Cucksey was the first Communist candidate to run in Portage—Lisgar since the 1945 election. He received 117 votes (0.34%), finishing sixth against Conservative candidate Brian Pallister.

===Anna-Celestrya Carr (Winnipeg Centre)===

Carr was eighteen years old at the time of the election, and may have been the youngest candidate anywhere in the country. She has been an active participant in Winnipeg's peace movement, and has been involved in issues concerning refugees, the women's movement, and Manitoba's Aboriginal community. She received 114 votes in the 2004 election, or about 0.5% of the total cast in the riding. Carr also ran in the 2006 election. In 2004, Carr became the youngest Aboriginal women to ever run in an election in Canadian history.

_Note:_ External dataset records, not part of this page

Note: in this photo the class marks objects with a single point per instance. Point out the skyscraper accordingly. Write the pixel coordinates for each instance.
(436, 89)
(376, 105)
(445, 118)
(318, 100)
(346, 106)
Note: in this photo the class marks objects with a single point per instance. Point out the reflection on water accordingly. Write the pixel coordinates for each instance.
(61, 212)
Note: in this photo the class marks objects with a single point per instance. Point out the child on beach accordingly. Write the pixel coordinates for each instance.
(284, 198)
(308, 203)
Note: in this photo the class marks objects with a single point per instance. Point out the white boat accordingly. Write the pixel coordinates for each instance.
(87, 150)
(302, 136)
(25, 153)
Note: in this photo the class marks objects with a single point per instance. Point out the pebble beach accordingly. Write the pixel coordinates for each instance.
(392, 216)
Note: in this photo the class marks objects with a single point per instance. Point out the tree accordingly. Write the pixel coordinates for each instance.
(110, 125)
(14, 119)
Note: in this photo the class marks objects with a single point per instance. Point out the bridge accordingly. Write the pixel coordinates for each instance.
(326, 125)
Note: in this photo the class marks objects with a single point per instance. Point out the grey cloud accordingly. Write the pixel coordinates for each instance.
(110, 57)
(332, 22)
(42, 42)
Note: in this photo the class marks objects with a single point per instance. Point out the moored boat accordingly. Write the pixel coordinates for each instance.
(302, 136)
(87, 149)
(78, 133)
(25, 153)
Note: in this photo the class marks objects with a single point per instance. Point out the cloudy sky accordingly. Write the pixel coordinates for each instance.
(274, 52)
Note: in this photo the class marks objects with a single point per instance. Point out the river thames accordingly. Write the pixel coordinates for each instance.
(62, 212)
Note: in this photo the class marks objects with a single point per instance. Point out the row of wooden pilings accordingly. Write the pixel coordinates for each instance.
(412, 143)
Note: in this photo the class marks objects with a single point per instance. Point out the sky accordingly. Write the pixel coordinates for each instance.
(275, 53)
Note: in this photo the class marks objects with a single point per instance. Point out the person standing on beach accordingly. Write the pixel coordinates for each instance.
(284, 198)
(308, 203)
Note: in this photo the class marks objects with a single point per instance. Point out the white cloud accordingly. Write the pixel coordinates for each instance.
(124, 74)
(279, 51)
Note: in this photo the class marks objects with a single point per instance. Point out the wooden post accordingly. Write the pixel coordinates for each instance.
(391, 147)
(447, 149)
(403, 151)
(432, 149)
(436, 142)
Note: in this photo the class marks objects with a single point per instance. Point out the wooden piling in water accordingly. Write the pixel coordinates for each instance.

Carr is the daughter of Cheryl-Anne Carr, who has campaigned as a candidate of the Communist Party of Canada - Manitoba on three occasions.

==Ontario==
===Gurdev Singh Mattu (Brampton—Springdale)===

Mattu was born in Jalandhar, Punjab, India, and for many years served as the vice-president of the Centre of Indian Trade Unions in Punjab. He moved to Brampton in 1997, and became an active figure in the Indo-Canadian community. He received 86 votes (0.21%), finishing fifth against Liberal candidate Ruby Dhalla.